I'm on a P3-1ghz right now (just upgraded from a k6-2 which was too slow) and it's more than sufficient for web browsing.

Apple can't compete in the $500 laptop arena. For that matter, Dell doesn't do that well either. Dell was too expensive for me compared to some options I found at Best Buy. I would have bought one but didn't want to give my money to MS, so I am still laptopless.
 
Personally, I'd be unlikely to spend a lot on a laptop. It's highly unlikely I'd even consider spending $1000. Laptops for me are convenience machines meant for typing, surfing, emailing, etc. If I want a powerful gaming machine, I'm going to use a desktop.

I'm on a P3-1ghz right now (just upgraded from a k6-2 which was too slow) and it's more than sufficient for web browsing.

Apple can't compete in the $500 laptop arena. For that matter, Dell doesn't do that well either. Dell was too expensive for me compared to some options I found at Best Buy. I would have bought one but didn't want to give my money to MS, so I am still laptopless.

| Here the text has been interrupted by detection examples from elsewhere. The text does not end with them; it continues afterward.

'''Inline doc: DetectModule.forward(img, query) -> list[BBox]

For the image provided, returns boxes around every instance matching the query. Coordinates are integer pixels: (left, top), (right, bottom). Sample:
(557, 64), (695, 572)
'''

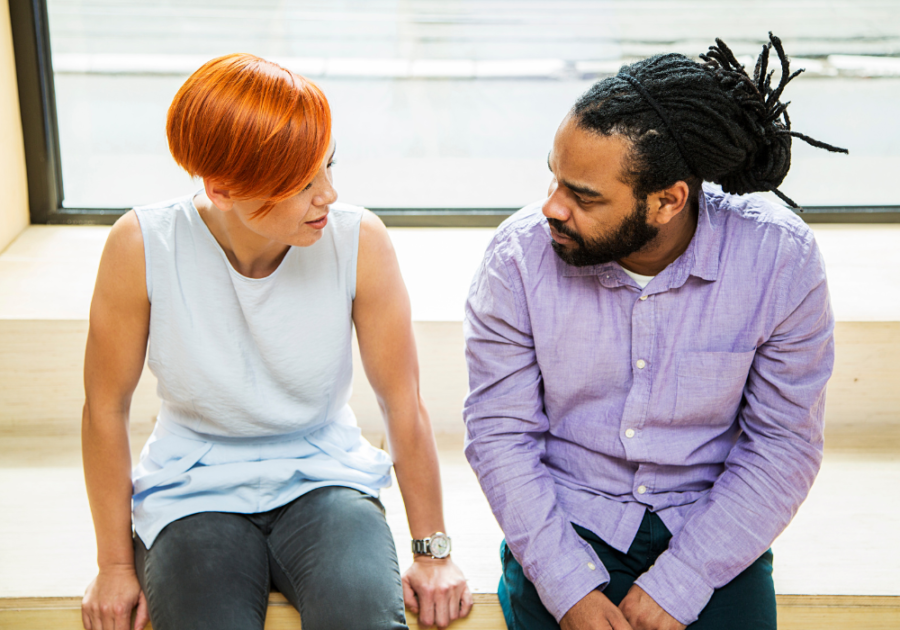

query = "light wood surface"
(0, 593), (900, 630)
(0, 439), (900, 598)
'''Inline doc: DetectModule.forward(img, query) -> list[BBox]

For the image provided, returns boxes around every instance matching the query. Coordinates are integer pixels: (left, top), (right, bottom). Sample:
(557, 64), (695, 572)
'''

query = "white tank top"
(135, 197), (362, 437)
(132, 196), (391, 547)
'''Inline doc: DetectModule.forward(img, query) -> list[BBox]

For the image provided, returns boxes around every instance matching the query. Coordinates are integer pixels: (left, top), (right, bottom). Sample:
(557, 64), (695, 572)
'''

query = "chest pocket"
(671, 350), (756, 426)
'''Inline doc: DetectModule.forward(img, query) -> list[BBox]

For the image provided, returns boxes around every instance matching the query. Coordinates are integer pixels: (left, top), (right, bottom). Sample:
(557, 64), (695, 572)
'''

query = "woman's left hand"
(403, 556), (472, 628)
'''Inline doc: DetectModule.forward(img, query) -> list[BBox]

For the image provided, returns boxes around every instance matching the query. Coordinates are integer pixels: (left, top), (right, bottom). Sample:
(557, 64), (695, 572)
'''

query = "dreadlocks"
(572, 33), (848, 208)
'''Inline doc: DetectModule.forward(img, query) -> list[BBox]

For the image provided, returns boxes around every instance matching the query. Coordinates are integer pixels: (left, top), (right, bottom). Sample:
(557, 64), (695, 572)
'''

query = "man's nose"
(541, 186), (571, 223)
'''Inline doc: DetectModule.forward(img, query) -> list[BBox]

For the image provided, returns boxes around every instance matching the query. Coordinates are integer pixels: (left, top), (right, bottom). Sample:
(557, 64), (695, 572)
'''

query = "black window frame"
(8, 0), (900, 227)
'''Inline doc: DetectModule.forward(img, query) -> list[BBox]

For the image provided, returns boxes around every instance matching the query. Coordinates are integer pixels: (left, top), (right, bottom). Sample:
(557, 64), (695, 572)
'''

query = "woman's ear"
(651, 181), (691, 225)
(203, 178), (234, 212)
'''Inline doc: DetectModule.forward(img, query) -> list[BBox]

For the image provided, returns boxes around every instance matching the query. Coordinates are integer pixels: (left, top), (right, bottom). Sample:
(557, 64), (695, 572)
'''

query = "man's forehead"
(548, 118), (630, 191)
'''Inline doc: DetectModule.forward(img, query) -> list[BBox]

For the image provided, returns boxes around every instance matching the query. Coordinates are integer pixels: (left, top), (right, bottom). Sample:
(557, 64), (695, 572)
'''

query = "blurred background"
(47, 0), (900, 209)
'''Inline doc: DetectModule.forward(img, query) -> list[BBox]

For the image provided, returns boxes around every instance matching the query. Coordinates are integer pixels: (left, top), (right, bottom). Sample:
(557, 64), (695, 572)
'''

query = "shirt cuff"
(529, 543), (609, 623)
(635, 550), (715, 626)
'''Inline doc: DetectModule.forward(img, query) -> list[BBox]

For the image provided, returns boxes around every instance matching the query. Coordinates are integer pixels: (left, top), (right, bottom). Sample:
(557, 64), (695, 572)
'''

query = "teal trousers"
(498, 512), (777, 630)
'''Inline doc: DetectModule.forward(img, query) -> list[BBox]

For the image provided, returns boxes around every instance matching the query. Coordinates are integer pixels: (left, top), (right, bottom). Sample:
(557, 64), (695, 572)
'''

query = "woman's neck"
(194, 191), (290, 278)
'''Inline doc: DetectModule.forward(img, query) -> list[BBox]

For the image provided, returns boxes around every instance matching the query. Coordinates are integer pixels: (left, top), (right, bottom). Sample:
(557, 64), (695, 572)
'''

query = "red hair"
(166, 53), (331, 211)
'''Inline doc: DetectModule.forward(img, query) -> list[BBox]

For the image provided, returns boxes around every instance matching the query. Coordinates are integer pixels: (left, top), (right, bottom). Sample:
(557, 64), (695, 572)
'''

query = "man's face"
(543, 117), (659, 267)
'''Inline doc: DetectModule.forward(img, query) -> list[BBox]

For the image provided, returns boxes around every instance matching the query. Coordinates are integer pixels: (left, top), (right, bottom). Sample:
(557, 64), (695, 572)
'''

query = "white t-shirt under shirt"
(619, 265), (656, 289)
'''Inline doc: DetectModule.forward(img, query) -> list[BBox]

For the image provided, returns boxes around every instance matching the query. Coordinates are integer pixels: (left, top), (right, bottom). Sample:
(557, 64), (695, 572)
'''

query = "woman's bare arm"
(353, 211), (472, 627)
(82, 212), (150, 630)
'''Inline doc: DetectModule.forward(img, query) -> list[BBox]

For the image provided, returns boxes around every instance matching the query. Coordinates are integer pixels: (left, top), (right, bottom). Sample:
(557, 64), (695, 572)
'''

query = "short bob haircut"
(166, 53), (331, 213)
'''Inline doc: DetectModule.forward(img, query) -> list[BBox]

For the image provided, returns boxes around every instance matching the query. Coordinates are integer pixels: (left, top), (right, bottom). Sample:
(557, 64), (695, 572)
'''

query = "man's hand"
(403, 556), (472, 628)
(559, 591), (633, 630)
(619, 585), (687, 630)
(81, 568), (150, 630)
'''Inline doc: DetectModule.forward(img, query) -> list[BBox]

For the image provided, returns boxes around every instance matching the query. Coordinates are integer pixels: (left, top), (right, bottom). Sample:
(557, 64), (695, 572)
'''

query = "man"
(464, 34), (845, 630)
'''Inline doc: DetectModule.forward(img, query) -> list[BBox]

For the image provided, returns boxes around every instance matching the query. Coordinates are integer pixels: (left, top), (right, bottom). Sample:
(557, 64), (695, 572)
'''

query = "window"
(11, 0), (900, 225)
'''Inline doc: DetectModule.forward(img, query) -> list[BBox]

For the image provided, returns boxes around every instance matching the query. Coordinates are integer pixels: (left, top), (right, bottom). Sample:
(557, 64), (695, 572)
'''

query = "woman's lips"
(306, 214), (328, 230)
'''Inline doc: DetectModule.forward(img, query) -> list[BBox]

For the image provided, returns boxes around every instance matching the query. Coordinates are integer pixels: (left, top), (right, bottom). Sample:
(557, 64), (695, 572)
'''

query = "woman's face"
(231, 140), (337, 247)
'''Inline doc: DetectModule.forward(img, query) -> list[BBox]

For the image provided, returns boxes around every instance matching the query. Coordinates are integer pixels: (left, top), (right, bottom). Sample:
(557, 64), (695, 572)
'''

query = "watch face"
(430, 534), (450, 558)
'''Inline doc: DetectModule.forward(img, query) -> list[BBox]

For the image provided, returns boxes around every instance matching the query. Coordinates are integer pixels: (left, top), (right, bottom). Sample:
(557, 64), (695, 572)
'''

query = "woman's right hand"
(81, 568), (150, 630)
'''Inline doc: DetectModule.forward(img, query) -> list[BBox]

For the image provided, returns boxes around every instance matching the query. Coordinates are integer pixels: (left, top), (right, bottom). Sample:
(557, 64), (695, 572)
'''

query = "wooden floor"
(0, 226), (900, 630)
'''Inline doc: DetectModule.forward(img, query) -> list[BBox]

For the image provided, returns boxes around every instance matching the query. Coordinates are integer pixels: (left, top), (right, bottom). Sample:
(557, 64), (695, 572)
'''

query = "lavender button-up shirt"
(464, 186), (834, 624)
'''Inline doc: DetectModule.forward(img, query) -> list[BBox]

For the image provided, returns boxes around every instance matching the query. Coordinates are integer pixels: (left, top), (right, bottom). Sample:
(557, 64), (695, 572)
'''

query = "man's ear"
(203, 178), (234, 212)
(651, 181), (691, 225)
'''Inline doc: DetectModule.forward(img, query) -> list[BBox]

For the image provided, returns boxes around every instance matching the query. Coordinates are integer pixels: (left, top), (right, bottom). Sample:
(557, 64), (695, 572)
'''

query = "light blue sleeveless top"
(132, 195), (391, 548)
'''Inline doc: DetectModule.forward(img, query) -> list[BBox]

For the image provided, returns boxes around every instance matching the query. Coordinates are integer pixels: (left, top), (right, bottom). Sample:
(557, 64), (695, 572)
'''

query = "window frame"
(8, 0), (900, 227)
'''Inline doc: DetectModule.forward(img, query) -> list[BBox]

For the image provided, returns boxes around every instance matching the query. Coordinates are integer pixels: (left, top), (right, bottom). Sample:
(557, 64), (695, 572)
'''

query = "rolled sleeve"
(635, 551), (715, 626)
(463, 245), (609, 621)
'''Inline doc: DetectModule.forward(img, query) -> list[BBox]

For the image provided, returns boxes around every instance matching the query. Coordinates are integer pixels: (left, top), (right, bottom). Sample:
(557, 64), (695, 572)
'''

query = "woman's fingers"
(459, 583), (475, 617)
(416, 584), (435, 626)
(434, 586), (454, 628)
(400, 576), (419, 614)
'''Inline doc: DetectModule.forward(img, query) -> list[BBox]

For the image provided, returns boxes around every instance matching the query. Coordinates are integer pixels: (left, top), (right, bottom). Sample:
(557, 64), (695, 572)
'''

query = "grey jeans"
(134, 486), (407, 630)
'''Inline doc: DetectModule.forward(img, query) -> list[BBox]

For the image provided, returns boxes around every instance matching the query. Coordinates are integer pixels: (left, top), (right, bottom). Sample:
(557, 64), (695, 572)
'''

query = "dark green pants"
(498, 512), (777, 630)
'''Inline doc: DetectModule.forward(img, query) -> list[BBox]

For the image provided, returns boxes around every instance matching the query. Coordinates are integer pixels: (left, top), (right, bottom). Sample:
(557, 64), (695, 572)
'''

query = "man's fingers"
(401, 579), (419, 614)
(607, 608), (634, 630)
(134, 591), (150, 630)
(113, 604), (134, 630)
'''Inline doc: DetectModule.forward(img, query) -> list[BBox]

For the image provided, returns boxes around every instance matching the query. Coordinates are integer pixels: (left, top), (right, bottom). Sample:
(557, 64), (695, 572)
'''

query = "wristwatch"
(412, 532), (450, 559)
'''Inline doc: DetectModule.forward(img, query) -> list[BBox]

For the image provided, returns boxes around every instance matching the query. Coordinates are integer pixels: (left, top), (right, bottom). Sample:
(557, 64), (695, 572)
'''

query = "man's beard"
(547, 200), (659, 267)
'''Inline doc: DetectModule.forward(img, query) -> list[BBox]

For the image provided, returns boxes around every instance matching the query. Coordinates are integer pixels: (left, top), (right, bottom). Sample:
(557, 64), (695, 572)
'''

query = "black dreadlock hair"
(572, 33), (848, 209)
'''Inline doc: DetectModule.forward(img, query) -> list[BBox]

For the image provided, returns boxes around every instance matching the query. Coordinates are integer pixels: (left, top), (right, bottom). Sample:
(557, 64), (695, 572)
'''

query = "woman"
(82, 54), (472, 630)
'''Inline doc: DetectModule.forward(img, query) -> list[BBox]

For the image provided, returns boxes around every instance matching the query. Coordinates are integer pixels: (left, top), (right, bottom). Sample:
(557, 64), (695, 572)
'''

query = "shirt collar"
(556, 190), (723, 288)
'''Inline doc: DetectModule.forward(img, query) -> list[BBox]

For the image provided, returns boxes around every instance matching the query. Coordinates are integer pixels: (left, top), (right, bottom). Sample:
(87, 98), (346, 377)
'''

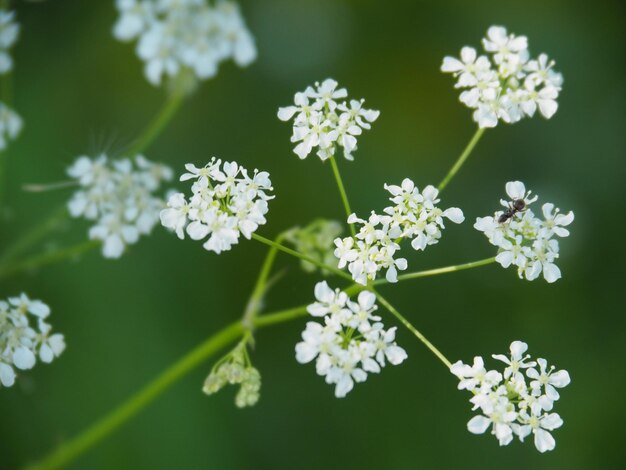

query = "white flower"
(278, 78), (380, 161)
(335, 178), (464, 285)
(160, 158), (274, 254)
(450, 341), (570, 452)
(295, 281), (407, 398)
(0, 294), (65, 387)
(474, 181), (574, 283)
(441, 26), (563, 128)
(67, 155), (172, 258)
(113, 0), (257, 85)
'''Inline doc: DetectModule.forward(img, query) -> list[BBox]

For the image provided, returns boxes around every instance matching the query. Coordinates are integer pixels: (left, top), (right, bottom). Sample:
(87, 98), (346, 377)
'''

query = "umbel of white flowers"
(0, 294), (65, 387)
(113, 0), (257, 85)
(450, 341), (570, 452)
(278, 78), (380, 161)
(161, 158), (274, 254)
(296, 281), (407, 398)
(441, 26), (563, 127)
(0, 9), (23, 150)
(335, 178), (465, 285)
(67, 154), (173, 258)
(284, 219), (343, 274)
(474, 181), (574, 283)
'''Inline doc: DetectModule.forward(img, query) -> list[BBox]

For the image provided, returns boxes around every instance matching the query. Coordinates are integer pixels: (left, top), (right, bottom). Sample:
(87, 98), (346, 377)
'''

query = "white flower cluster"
(202, 341), (261, 408)
(441, 26), (563, 127)
(335, 178), (464, 285)
(474, 181), (574, 282)
(0, 10), (23, 150)
(278, 78), (380, 161)
(284, 219), (343, 274)
(113, 0), (256, 85)
(0, 294), (65, 387)
(450, 341), (570, 452)
(161, 158), (274, 254)
(296, 281), (407, 398)
(67, 154), (173, 258)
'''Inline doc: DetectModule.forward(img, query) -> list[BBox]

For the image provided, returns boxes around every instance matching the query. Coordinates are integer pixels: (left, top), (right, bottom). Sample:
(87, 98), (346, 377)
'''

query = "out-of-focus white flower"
(202, 339), (261, 408)
(296, 281), (407, 398)
(161, 158), (274, 254)
(284, 219), (343, 274)
(0, 294), (65, 387)
(113, 0), (257, 85)
(0, 9), (20, 74)
(474, 181), (574, 283)
(278, 78), (380, 161)
(450, 341), (570, 452)
(335, 178), (464, 285)
(67, 154), (173, 258)
(441, 26), (563, 127)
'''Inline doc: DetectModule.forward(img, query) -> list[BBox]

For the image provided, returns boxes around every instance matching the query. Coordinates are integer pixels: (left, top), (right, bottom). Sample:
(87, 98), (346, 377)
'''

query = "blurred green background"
(0, 0), (626, 469)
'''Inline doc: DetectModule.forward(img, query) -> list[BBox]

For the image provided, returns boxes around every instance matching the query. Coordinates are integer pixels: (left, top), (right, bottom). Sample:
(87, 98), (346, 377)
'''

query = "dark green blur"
(0, 0), (626, 470)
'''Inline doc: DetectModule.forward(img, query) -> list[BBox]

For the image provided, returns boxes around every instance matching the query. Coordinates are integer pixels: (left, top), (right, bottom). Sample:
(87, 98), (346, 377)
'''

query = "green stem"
(372, 256), (496, 286)
(252, 233), (352, 281)
(438, 127), (485, 191)
(371, 288), (452, 369)
(241, 234), (284, 330)
(0, 240), (102, 279)
(28, 306), (306, 470)
(329, 156), (356, 237)
(128, 92), (185, 157)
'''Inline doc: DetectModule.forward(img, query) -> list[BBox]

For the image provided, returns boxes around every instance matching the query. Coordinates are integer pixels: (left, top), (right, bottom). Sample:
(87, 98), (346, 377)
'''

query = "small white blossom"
(113, 0), (257, 85)
(296, 281), (407, 398)
(0, 294), (65, 387)
(278, 78), (380, 161)
(335, 178), (464, 285)
(160, 158), (274, 254)
(474, 181), (574, 283)
(450, 341), (570, 452)
(67, 155), (172, 258)
(441, 26), (563, 128)
(0, 9), (20, 74)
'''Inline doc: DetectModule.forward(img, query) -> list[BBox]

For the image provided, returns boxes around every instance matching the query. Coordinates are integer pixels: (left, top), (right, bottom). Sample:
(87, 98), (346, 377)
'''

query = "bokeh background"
(0, 0), (626, 469)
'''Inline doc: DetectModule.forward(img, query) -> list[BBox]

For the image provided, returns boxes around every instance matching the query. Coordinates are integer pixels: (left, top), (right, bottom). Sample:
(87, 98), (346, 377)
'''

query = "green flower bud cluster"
(284, 219), (343, 274)
(202, 340), (261, 408)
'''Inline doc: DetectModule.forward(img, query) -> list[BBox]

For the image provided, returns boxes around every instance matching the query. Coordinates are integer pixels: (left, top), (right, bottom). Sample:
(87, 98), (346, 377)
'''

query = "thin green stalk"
(128, 92), (185, 157)
(329, 156), (356, 237)
(372, 256), (496, 286)
(252, 233), (352, 281)
(27, 306), (306, 470)
(372, 288), (452, 369)
(438, 127), (485, 191)
(241, 234), (284, 329)
(0, 240), (102, 279)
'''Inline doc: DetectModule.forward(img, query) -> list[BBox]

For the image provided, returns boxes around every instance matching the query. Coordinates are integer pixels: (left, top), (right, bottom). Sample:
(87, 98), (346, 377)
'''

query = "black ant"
(498, 199), (526, 224)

If you wanted a used Mac, I'm sure you could find an older iBook G4 these days for under $500 and with at least 768 MB of RAM one of those will run OS X Leopard quite acceptably for typing/surfing/email/browsing duties. I will have had mine for four years this August and the only thing I've purchased for it in all of that time was OS X Leopard. From a cost-of-ownership standpoint it has been cheaper then any custom-built PC I've ever owned. I'm still on the original battery too.
 
When I looked I couldn't get anything at all under $1300 new, and that was with 512mb ram. Besides, while I have lots of used computer parts, I don't buy used laptops, keyboards, or mice... they're usually nasty. The stuff inside... graphics cards, mb's, cpu's, hd's etc... I don't care. Ever look under the keys in your keyboard? It's impossible to clean really too.
 
When I looked I couldn't get anything at all under $1300 new, and that was with 512mb ram. Besides, while I have lots of used computer parts, I don't buy used laptops, keyboards, or mice... they're usually nasty. The stuff inside... graphics cards, mb's, cpu's, hd's etc... I don't care. Ever look under the keys in your keyboard? It's impossible to clean really too.

lol, you can get a replacement keyboard for most laptops (including iBooks) for very little money if it really bothers you. I personally wouldn't let a minor detail like that deter me from buying a used laptop, but whatever.